Suppose $(V,g)$ is an $n$-dimensional oriented pseudo-inner product space. Let $\epsilon$ be the volume element. Then, the definition of the Hodge star is (up to sign, but this is the convention I’ll use and it gives the same answer as you write) defined such that for all $k$-forms $A,B$ on $V$,
\begin{align}
A\wedge \star B=\langle A,B\rangle_{g,k}\cdot\epsilon,
\end{align}
where $\langle\cdot,\cdot\rangle_{g,k}$ is the pseudo inner product induced on the space of $k$-forms $\bigwedge^k(V^*)$, and it is defined such that for all elementary wedges (i.e $a^1,\dots, a^k,b^1,\dots, b^k\in V^*$),
\begin{align}
\langle a^1\wedge\cdots\wedge a^k,b^1\wedge\cdots\wedge b^k\rangle_{g,k}&:=
\det\left(\langle a^i,b^j\rangle_{V^*}\right).
\end{align}
Ok so now we can get started with computations. Let’s say we have two arbitrary $2$-forms $A$ and $B$ on $V$. Fix a basis $\{v_1,\dots, v_n\}$ of $V$, and let $\{\phi^1,\dots, \phi^n\}$ be the dual basis for $V^*$. If we denote $g_{ij}=g(v_i,v_j)$, then the components of the inverse matrix are $g^{ij}=\langle\phi^i,\phi^j\rangle_{g,V^*}$ (here the inner product $\langle\cdot,\cdot\rangle_{g,V^*}$ is simply the one on $V^*$ induced by $g$).
Now, we can write
\begin{align}
A&=\frac{1}{2!}A_{ij}\,\phi^i\wedge\phi^j,\quad\text{and}\quad
B=\frac{1}{2!}B_{kl}\,\phi^k\wedge\phi^l.
\end{align}
So, using bilinearity of the inner product
\begin{align}
A\wedge \star B&=
\left\langle \frac{1}{2}A_{ij}\,\phi^i\wedge\phi^j,
\frac{1}{2}B_{kl}\,\phi^k\wedge\phi^l\right\rangle\cdot\epsilon\\
&=\frac{1}{4}A_{ij}B_{kl}\det
\begin{pmatrix}
\left\langle\phi^i,\phi^k\right\rangle_{g,V^*}&
\left\langle\phi^i,\phi^l\right\rangle_{g,V^*}\\
\left\langle\phi^j,\phi^k\right\rangle_{g,V^*}&
\left\langle\phi^j,\phi^l\right\rangle_{g,V^*}
\end{pmatrix}
\cdot\epsilon\\
&=\frac{1}{4}A_{ij}B_{kl}\det
\begin{pmatrix}
g^{ik}&g^{il}\\
g^{jk}&g^{jl}
\end{pmatrix}
\cdot\epsilon\\
&=\frac{1}{4}A_{ij}B_{kl}\cdot\left[g^{ik}g^{jl}-g^{il}g^{jk}\right]\cdot\epsilon\\
&=\left[\frac{1}{4}A_{ij}B^{ij}-\frac{1}{4}A_{ij}B^{ji}\right]\cdot\epsilon\\
&=\frac{1}{2}A_{ij}B^{ij}\cdot\epsilon,
\end{align}
where towards the end I did the usual index raising operations, and I used skew-symmetry of the components of $B$ in the last step.

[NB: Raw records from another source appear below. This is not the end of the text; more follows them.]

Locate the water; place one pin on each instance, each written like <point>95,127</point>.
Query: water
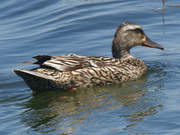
<point>148,105</point>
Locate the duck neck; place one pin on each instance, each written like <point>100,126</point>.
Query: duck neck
<point>120,50</point>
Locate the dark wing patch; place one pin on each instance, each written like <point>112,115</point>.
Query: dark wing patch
<point>72,62</point>
<point>67,63</point>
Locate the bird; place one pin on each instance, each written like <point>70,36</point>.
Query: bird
<point>71,72</point>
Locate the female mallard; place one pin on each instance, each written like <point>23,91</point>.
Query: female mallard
<point>76,71</point>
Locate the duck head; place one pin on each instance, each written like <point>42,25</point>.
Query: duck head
<point>127,36</point>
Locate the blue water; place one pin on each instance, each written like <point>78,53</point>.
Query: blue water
<point>148,105</point>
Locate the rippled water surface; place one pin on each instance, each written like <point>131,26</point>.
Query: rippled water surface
<point>148,105</point>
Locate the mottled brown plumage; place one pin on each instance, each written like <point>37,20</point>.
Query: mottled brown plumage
<point>76,71</point>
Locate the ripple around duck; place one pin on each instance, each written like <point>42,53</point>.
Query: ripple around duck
<point>86,27</point>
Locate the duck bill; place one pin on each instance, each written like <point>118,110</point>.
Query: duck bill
<point>150,43</point>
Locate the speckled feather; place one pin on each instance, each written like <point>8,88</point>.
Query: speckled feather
<point>76,71</point>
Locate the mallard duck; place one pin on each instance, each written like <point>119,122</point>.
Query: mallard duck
<point>73,71</point>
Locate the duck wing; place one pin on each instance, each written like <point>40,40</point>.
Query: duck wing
<point>71,62</point>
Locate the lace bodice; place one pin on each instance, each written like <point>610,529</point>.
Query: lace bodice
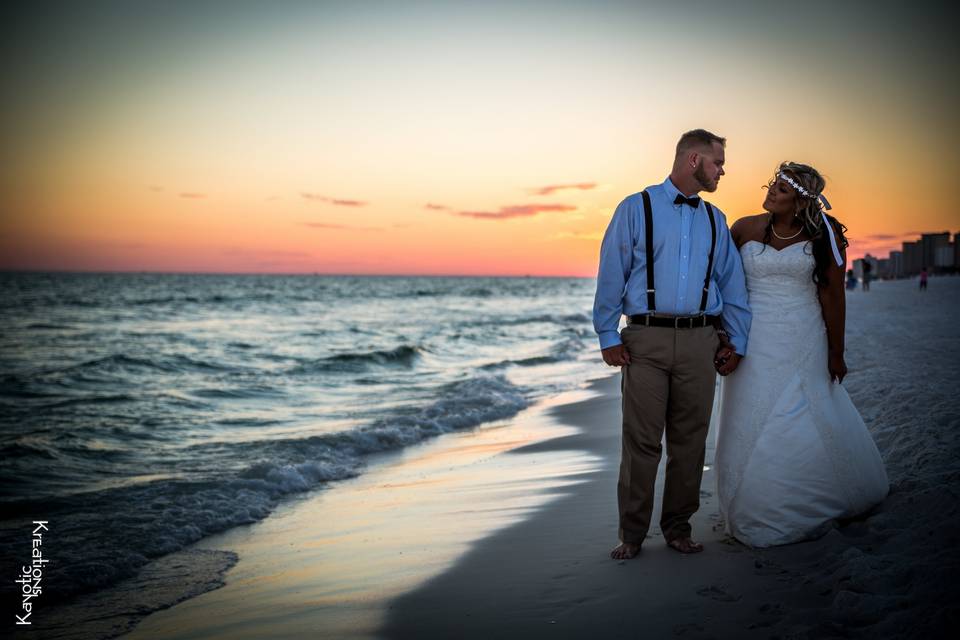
<point>779,281</point>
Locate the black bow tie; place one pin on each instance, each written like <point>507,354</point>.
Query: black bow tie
<point>693,202</point>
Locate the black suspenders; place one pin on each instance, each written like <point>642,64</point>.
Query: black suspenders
<point>713,243</point>
<point>648,232</point>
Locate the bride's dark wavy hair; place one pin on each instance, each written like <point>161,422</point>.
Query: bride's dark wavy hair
<point>809,212</point>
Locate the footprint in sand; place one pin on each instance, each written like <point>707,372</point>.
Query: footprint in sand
<point>716,592</point>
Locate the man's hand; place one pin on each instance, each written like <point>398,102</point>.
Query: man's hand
<point>726,360</point>
<point>616,356</point>
<point>837,367</point>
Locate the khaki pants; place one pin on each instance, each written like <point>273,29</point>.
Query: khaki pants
<point>668,386</point>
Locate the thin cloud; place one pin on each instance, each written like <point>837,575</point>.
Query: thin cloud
<point>331,225</point>
<point>517,211</point>
<point>553,188</point>
<point>264,253</point>
<point>316,197</point>
<point>578,235</point>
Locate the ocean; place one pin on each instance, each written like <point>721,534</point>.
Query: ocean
<point>141,413</point>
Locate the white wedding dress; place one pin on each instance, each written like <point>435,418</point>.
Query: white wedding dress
<point>793,453</point>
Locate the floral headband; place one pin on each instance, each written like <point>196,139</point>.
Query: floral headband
<point>822,203</point>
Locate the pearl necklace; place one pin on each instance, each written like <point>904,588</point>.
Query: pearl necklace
<point>774,229</point>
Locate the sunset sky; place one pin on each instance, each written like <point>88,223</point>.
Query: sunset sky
<point>450,138</point>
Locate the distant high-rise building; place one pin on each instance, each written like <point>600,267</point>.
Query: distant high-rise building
<point>912,258</point>
<point>932,247</point>
<point>896,264</point>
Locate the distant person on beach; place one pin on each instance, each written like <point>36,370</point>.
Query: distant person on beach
<point>668,263</point>
<point>851,280</point>
<point>793,453</point>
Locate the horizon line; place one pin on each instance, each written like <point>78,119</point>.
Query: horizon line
<point>6,271</point>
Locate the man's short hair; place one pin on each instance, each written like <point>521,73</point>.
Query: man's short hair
<point>698,138</point>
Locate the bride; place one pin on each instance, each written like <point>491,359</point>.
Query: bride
<point>793,453</point>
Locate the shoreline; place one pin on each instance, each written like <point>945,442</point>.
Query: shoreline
<point>505,530</point>
<point>329,558</point>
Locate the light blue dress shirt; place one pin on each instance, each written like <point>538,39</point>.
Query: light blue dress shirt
<point>681,247</point>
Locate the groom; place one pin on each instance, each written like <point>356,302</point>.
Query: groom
<point>677,306</point>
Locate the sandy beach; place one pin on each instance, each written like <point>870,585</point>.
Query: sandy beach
<point>504,531</point>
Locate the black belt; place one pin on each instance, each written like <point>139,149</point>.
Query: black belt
<point>678,322</point>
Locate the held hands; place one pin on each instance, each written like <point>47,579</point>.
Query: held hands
<point>616,356</point>
<point>726,360</point>
<point>837,367</point>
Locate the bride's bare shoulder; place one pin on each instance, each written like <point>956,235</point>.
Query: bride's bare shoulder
<point>748,228</point>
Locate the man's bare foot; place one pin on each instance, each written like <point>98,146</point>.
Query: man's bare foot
<point>625,551</point>
<point>685,545</point>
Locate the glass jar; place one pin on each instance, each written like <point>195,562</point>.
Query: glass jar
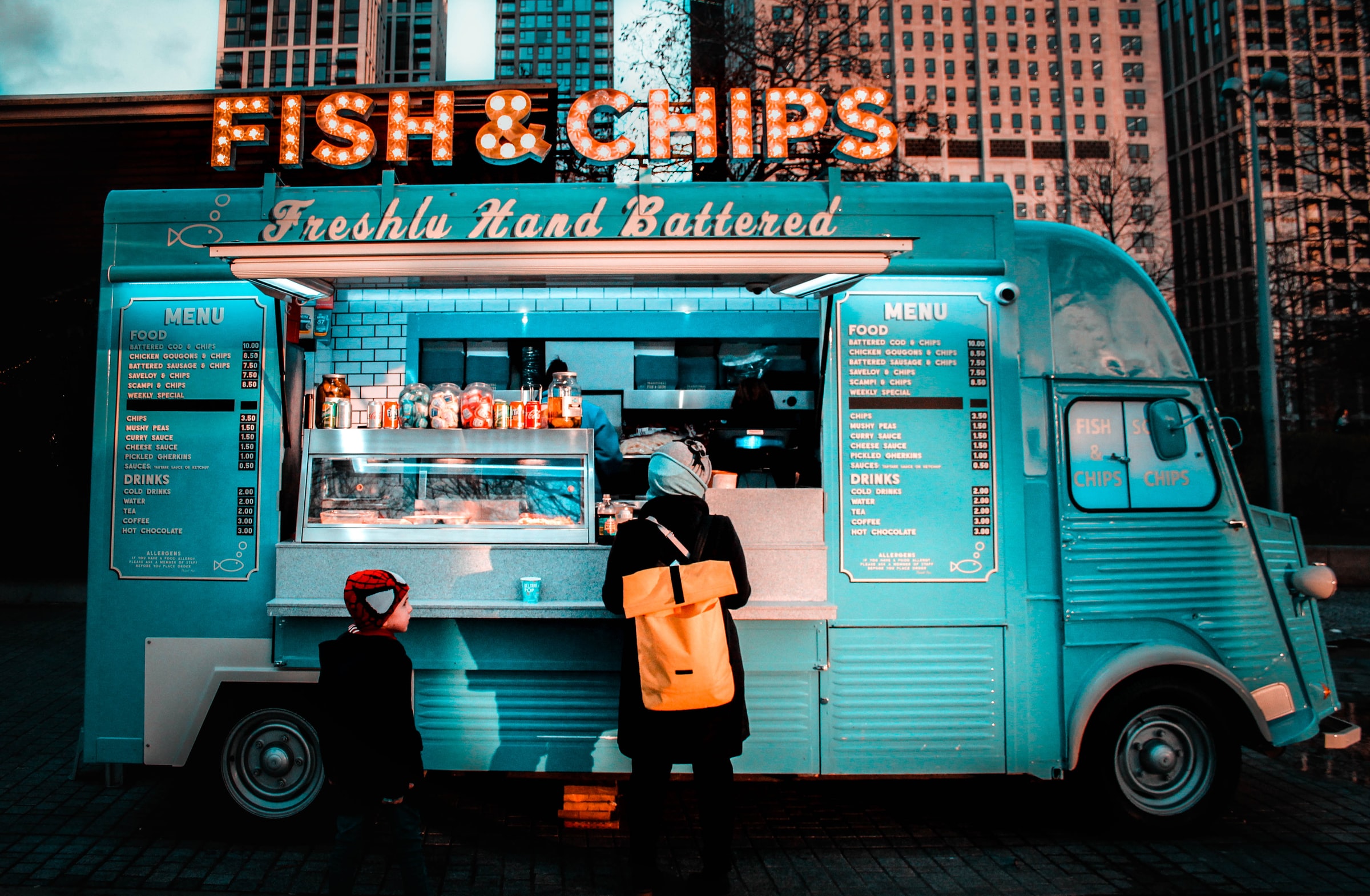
<point>563,403</point>
<point>446,406</point>
<point>478,406</point>
<point>414,406</point>
<point>333,403</point>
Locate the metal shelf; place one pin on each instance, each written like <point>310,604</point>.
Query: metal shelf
<point>690,399</point>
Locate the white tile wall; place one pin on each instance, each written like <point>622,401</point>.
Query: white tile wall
<point>370,321</point>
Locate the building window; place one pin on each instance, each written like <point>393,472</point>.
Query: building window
<point>236,24</point>
<point>232,66</point>
<point>257,70</point>
<point>347,66</point>
<point>324,25</point>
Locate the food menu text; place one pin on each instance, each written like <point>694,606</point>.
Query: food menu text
<point>188,439</point>
<point>917,439</point>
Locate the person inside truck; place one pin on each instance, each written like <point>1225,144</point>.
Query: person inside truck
<point>607,455</point>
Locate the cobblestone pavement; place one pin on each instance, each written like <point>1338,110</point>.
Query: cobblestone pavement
<point>1299,824</point>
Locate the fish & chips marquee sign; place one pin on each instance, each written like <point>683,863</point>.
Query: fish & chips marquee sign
<point>788,115</point>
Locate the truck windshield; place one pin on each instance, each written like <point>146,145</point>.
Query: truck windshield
<point>1106,316</point>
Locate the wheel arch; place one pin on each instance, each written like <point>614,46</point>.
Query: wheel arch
<point>186,679</point>
<point>1161,659</point>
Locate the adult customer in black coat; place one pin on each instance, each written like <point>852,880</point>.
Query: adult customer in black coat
<point>372,748</point>
<point>704,739</point>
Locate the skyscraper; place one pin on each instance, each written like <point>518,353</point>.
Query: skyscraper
<point>1317,206</point>
<point>1022,92</point>
<point>569,40</point>
<point>298,43</point>
<point>413,45</point>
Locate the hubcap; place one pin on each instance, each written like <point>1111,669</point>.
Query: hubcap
<point>1165,761</point>
<point>271,764</point>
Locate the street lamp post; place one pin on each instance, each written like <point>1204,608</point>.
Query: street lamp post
<point>1273,81</point>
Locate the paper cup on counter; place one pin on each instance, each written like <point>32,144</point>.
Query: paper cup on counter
<point>724,480</point>
<point>531,588</point>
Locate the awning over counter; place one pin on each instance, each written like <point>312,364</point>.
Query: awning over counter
<point>747,259</point>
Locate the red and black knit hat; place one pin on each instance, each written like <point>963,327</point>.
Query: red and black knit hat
<point>368,600</point>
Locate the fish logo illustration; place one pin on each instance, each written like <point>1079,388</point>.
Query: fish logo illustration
<point>195,236</point>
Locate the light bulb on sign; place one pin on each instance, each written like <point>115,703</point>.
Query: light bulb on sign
<point>579,125</point>
<point>780,131</point>
<point>740,103</point>
<point>354,131</point>
<point>414,128</point>
<point>229,135</point>
<point>502,139</point>
<point>291,107</point>
<point>860,114</point>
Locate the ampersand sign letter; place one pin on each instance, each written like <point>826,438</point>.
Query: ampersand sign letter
<point>505,139</point>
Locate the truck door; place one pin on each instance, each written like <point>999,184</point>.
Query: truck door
<point>917,568</point>
<point>1158,551</point>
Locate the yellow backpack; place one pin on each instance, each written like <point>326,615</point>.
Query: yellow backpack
<point>682,639</point>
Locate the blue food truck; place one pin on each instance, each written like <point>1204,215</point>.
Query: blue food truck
<point>999,528</point>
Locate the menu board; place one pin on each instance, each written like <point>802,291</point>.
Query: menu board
<point>187,450</point>
<point>917,439</point>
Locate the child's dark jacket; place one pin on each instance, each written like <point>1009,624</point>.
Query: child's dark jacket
<point>370,743</point>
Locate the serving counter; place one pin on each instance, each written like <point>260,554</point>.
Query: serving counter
<point>781,532</point>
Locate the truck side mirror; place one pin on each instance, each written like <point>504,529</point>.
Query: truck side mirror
<point>1314,582</point>
<point>1166,421</point>
<point>1240,436</point>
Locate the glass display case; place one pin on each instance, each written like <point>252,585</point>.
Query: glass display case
<point>426,486</point>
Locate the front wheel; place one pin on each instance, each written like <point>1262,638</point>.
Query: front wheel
<point>272,765</point>
<point>1161,755</point>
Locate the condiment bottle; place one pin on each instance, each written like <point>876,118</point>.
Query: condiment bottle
<point>606,521</point>
<point>333,403</point>
<point>563,403</point>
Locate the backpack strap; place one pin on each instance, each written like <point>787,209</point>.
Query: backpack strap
<point>699,542</point>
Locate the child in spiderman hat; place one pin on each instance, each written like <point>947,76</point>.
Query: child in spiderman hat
<point>372,750</point>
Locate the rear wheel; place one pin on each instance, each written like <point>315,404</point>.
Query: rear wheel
<point>1161,755</point>
<point>271,764</point>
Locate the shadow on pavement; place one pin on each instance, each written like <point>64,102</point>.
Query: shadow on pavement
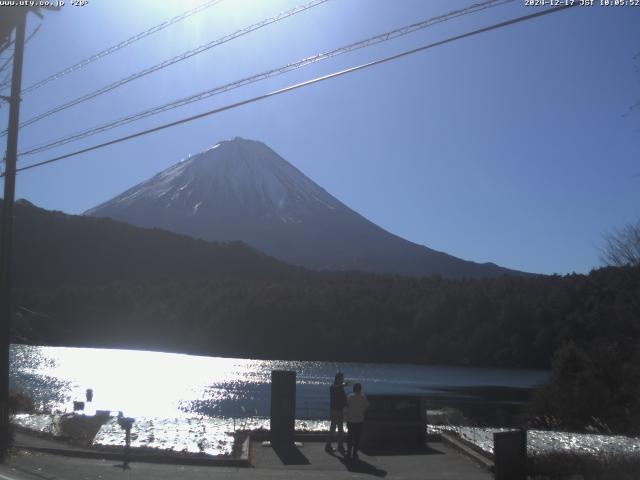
<point>289,454</point>
<point>360,466</point>
<point>389,450</point>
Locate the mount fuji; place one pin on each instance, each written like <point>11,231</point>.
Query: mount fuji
<point>242,190</point>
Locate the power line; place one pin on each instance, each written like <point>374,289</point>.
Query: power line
<point>171,61</point>
<point>383,37</point>
<point>125,43</point>
<point>299,85</point>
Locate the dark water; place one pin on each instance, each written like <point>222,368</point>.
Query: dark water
<point>171,385</point>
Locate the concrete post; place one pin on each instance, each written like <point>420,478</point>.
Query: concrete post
<point>283,406</point>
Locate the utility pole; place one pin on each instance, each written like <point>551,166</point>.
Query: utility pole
<point>7,229</point>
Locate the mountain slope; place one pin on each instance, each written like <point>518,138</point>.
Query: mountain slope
<point>242,190</point>
<point>52,248</point>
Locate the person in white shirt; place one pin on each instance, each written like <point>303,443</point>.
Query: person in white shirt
<point>357,405</point>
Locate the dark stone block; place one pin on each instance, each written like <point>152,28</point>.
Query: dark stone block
<point>510,455</point>
<point>283,406</point>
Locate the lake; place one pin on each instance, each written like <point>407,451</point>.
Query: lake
<point>168,385</point>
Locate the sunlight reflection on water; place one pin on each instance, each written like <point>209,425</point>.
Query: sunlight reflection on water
<point>167,385</point>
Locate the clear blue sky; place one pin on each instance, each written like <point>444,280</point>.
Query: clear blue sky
<point>510,147</point>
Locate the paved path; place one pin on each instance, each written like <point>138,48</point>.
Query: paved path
<point>307,463</point>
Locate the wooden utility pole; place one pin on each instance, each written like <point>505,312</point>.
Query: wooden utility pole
<point>7,229</point>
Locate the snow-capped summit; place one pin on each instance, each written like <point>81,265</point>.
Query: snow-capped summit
<point>240,189</point>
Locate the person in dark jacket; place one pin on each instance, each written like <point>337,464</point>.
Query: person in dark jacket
<point>337,402</point>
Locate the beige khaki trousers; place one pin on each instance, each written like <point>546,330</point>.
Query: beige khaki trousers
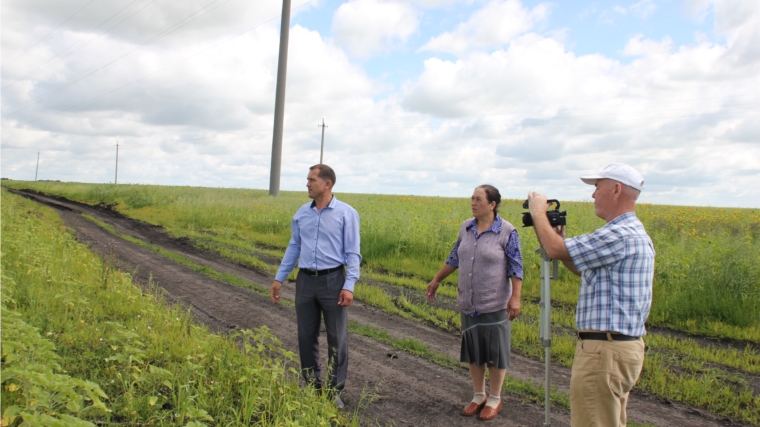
<point>603,374</point>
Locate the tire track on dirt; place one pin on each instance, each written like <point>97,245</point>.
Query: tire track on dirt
<point>404,390</point>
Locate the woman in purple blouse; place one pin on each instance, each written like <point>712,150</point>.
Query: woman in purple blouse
<point>487,255</point>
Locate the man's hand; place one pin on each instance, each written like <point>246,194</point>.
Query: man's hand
<point>513,307</point>
<point>346,298</point>
<point>274,292</point>
<point>431,290</point>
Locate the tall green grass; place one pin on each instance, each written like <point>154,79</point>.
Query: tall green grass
<point>82,345</point>
<point>707,273</point>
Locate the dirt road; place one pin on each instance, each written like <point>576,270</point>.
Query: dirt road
<point>399,390</point>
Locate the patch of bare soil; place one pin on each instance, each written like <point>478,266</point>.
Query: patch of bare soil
<point>404,390</point>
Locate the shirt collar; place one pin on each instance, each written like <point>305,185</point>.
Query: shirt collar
<point>623,218</point>
<point>329,205</point>
<point>495,227</point>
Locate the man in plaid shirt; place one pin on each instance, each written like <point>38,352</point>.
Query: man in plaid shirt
<point>616,265</point>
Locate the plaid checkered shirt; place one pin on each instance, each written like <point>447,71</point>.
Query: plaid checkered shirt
<point>617,269</point>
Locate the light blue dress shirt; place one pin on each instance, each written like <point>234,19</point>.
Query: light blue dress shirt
<point>324,239</point>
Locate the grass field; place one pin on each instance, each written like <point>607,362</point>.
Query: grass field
<point>707,279</point>
<point>84,346</point>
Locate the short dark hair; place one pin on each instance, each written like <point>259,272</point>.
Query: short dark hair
<point>492,195</point>
<point>325,172</point>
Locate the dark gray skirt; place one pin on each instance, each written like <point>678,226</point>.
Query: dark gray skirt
<point>486,339</point>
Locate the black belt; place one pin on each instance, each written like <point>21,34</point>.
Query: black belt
<point>321,272</point>
<point>605,336</point>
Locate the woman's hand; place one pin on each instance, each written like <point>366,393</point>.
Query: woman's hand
<point>513,307</point>
<point>432,288</point>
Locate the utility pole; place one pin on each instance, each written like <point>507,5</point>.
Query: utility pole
<point>322,150</point>
<point>279,103</point>
<point>116,177</point>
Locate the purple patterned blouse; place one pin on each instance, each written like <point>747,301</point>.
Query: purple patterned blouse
<point>514,255</point>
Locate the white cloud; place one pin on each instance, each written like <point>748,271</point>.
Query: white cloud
<point>494,25</point>
<point>520,110</point>
<point>368,27</point>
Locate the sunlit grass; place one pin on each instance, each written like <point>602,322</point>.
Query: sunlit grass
<point>73,325</point>
<point>707,276</point>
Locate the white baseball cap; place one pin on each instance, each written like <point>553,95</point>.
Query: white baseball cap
<point>619,172</point>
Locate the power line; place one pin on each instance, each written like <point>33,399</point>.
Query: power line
<point>51,60</point>
<point>48,35</point>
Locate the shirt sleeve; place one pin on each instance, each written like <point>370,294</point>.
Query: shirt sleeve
<point>514,256</point>
<point>352,248</point>
<point>292,252</point>
<point>604,246</point>
<point>453,259</point>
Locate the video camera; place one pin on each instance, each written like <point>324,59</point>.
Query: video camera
<point>556,218</point>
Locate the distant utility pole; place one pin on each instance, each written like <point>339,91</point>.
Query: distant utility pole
<point>116,177</point>
<point>279,103</point>
<point>322,150</point>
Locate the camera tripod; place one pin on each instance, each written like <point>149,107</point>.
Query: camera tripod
<point>549,271</point>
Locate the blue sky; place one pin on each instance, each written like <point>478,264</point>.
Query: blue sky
<point>429,97</point>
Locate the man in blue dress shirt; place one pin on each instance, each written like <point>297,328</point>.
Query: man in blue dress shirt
<point>325,244</point>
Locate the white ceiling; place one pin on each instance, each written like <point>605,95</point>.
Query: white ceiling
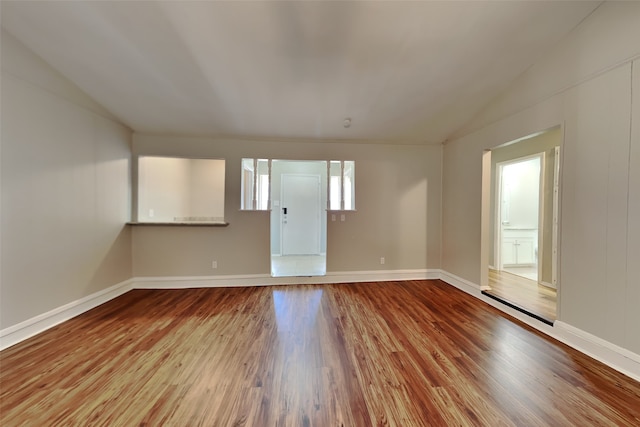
<point>403,71</point>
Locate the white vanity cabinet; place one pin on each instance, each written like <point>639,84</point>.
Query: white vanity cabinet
<point>519,247</point>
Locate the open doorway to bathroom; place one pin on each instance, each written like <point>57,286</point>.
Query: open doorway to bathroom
<point>522,224</point>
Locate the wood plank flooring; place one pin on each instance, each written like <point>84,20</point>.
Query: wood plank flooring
<point>416,353</point>
<point>524,293</point>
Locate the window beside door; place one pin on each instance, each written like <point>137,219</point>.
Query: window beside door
<point>256,185</point>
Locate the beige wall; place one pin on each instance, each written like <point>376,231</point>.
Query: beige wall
<point>587,83</point>
<point>397,200</point>
<point>65,191</point>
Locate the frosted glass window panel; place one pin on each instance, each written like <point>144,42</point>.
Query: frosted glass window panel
<point>255,186</point>
<point>247,191</point>
<point>349,187</point>
<point>335,185</point>
<point>172,189</point>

This is almost the answer we seek. If we now apply the Hodge star to both sides of this equation, and keep in mind $\star\epsilon=(-1)^{\#}$, where $\#$ is the number of minus signs in the Sylvester form of the pseudo inner product $g$, then we get that
\begin{align}
\star(A\wedge \star B)&=\frac{(-1)^{\#}}{2}A_{ij}B^{ij}.
\end{align}
In the case of Lorentzian signature, we have $\#=1$ (assuming we take the one minus, mostly plus signature), so we get the $-\frac{1}{2}$ as expected. Now, you can specialize to $A=B$ if you want.
And you can easily generalize the argument to prove that for $k$-forms in general, $A\wedge\star B=\frac{1}{k!}A_IB^I\cdot\epsilon$, where the sum is over all $k$-tuples $I=(i_1,\dots, i_k)$ with each $i_{\alpha}\in\{1,\dots, n\}$; the $\frac{1}{k!}$ term accounts for the fact that we haven’t arranged for $I$ to be in increasing order.